Ordonnance : contradictoire, en premier ressort, mise à disposition au Greffe le 09 Mars 2026, et signée par Aurélie VERON, Juge de la Mise en État, assistée de Benjamin LAPLUME, Greffier.
EXPOSE DU LITIGE
La S.C.I. [Adresse 10] est propriétaire d’un immeuble à usage d’habitation et de commerce situé [Adresse 10] à [Localité 1], divisé en plusieurs lots. L’ensemble immobilier est régi par la copropriété.
La copropriété a été administrée jusqu’en 2020 par la société Vacherand Immobilier [Localité 1] puis par la société Alessandro Immobilier actuellement en liquidation judiciaire, puis depuis août 2023 par la société Nord de France Propriétés (Century 21 Vieux [Localité 1]).

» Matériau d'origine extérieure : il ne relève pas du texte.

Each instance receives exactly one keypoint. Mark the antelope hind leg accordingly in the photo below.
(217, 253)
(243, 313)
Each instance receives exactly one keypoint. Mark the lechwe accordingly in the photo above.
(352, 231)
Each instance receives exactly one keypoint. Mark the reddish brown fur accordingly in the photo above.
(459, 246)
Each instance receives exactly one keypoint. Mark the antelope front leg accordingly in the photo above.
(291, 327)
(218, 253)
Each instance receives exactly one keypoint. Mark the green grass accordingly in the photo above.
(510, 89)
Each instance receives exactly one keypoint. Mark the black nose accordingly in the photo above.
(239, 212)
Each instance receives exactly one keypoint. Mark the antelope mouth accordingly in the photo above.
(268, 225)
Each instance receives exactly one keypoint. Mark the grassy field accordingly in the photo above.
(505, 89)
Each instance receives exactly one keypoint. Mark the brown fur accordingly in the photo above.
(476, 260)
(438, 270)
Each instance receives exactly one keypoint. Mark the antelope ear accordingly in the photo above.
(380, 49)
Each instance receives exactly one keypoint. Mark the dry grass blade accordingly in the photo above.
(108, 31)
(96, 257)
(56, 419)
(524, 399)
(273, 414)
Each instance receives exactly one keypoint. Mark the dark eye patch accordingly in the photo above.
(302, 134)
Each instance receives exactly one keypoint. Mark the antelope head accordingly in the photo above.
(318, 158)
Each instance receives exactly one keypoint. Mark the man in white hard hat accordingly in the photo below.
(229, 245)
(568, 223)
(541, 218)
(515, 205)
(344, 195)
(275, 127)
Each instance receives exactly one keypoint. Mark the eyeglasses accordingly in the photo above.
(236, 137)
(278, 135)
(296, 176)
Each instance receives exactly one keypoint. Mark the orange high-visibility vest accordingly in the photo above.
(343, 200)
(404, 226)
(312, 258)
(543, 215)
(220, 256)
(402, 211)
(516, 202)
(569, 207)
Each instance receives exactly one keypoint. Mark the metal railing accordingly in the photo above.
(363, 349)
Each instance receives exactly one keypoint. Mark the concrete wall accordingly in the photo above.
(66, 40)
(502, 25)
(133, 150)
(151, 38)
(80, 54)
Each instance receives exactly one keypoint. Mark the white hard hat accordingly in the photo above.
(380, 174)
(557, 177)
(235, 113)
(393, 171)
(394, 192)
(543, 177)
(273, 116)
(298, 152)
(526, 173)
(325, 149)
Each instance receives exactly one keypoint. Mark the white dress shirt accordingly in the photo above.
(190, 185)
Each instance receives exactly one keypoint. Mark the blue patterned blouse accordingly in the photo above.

Le syndicat des copropriétaires a souscrit une assurance auprès de [X].
La S.C.I. [Adresse 10] a souscrit une assurance propriétaire non occupant auprès d’Axa Assurances France Iard.
La société Vacherand immobilier [Localité 1] a reçu mandat de gestion des lots n°1 à 5 du bâtiment A propriété de la S.C.I. [Adresse 10]. Elle est assurée en garantie de ses divers domaines d’activité professionnelle auprès de [X] Iard.
Par acte sous seing privé du 6 octobre 1995, la S.A.R.L. LMD Distribution, exploitant sous l’enseigne « [Adresse 11] », a pris à bail auprès de la S.C.I. [Adresse 10] le lot n°1 correspondant au local du rez-de-chaussée et à la cave.
Le bail a été renouvelé à effet du 1er octobre 2014, par l’effet d’une demande de renouvellement de la locataire.
* * *
Des problèmes de solidité de l’immeuble ont été relevés.
A la suite d’un rapport Socotec du 19 octobre 2021, par courriers recommandés des 22 et 23 novembre 2022, les services de la Mairie ont informé Alessandro immobilier et la S.C.I. [Adresse 10] des mesures urgentes à prendre. Et par arrêté municipal du 23 novembre 2022, l’évacuation immédiate des immeubles situés [Adresse 12] a été ordonnée.
Par ordonnance du même jour, le tribunal administratif a désigné M. [Q], expert judiciaire avec mission d’examiner l’état des constructions des immeubles situés [Adresse 13]. Le rapport a été déposé le 25 novembre 2022. L’expert conclut à un risque mortel d’effondrement de tout ou partie de ces constructions sur le domaine public ou sur elles-mêmes.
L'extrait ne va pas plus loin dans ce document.